November marked two straight monthly sequential increases in the dataset for volumes. The index was 7.3% higher on a two-year comparison. The growth rate is notable considering the lack of equipment and warehouse space throughout the supply chain.
“Freight volumes remain capacity-constrained, as shown by declining rail volumes and the ongoing backlog of containerships outside of U.S. ports,” Denoyer stated. “Although little progress has been made on the ocean as of yet, the pickup in our shipments index shows progress as the freight industry works to de-bottleneck.”
November 2021 y/y 2-year m/m m/m (SA) Shipments 4.5% 7.3% 1.4% 2.6% Expenditures 43.9% 52.1% 8.0% 10.2% TL Linehaul Index 9.6% 10.2% -0.9% N/A Table: Cass Information Systems. SA (seasonally adjusted)
The growth rate in the TL linehaul index slowed in November, up 9.6% year-over-year. The per-mile calculation, which excludes fuel and accessorials, was down 0.9% compared to October.
The index has been running below the roughly 20% increases the public fleets have recorded of late. Denoyer said the index captures a longer-haul freight mix than that of most publicly traded carriers. Adjusting for length of haul, he thinks the dataset is on par with the big fleets.
“The story is the same: Freight demand is clearly still strong and persistent supply constraints are keeping upward pressure on rates,” Denoyer added. “The gradual easing of supply constraints for critical components of trucking capacity – drivers and equipment – will continue to be key to the longer-term outlook. We see this changing the trajectory of the Cass Truckload Linehaul Index over the next year, but not quite yet.”
Inferred rates, or expenditures divided by shipments, increased 37.7% from last November, the highest year-over-year growth rate on record. The year-over-year comp has continued to gain steam after first turning positive in August 2020.
Denoyer attributes “a significant part” of the increase to a jump in excess miles as rail congestion has forced container imports to be hauled by truck.
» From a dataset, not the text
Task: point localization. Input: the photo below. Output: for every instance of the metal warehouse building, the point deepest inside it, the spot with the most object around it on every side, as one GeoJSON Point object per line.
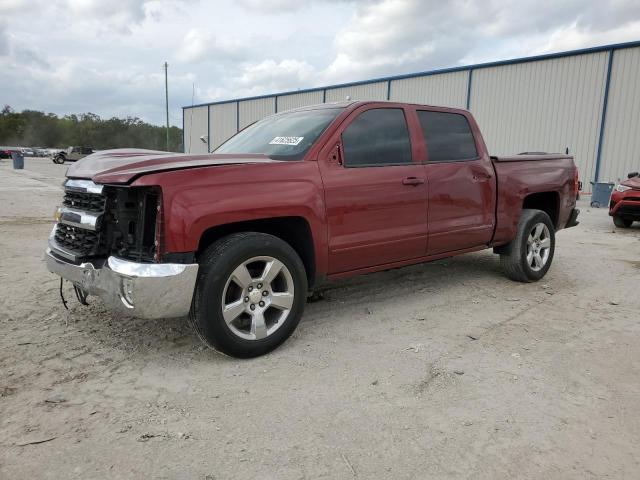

Higher fuel surcharges and accessorials were also cited as the reasons for the increase in inferred rates.
Inferred rates are expected to be up 23% year-over-year in 2021 “and are heading into 2022 up even more than that on a y/y basis,” Denoyer said.
He said shortages appear to be easing, pointing to “lower air and ocean rates, better port productivity, reduced rail network congestion, improved driver hiring and rising auto production rates” as evidence.
“Though the near-term direction of freight rates remains higher, cyclical forces like driver hiring and semiconductor wafer fab construction, which take time, are diligently progressing in the background and will dictate the trajectory of capacity, volume and rate trends in 2022 and beyond,” Denoyer concluded.
Data used in the Cass indexes is derived from freight bills paid by Cass, a provider of payment management solutions. Cass processes more than $26 billion in freight payables annually on behalf of its customers.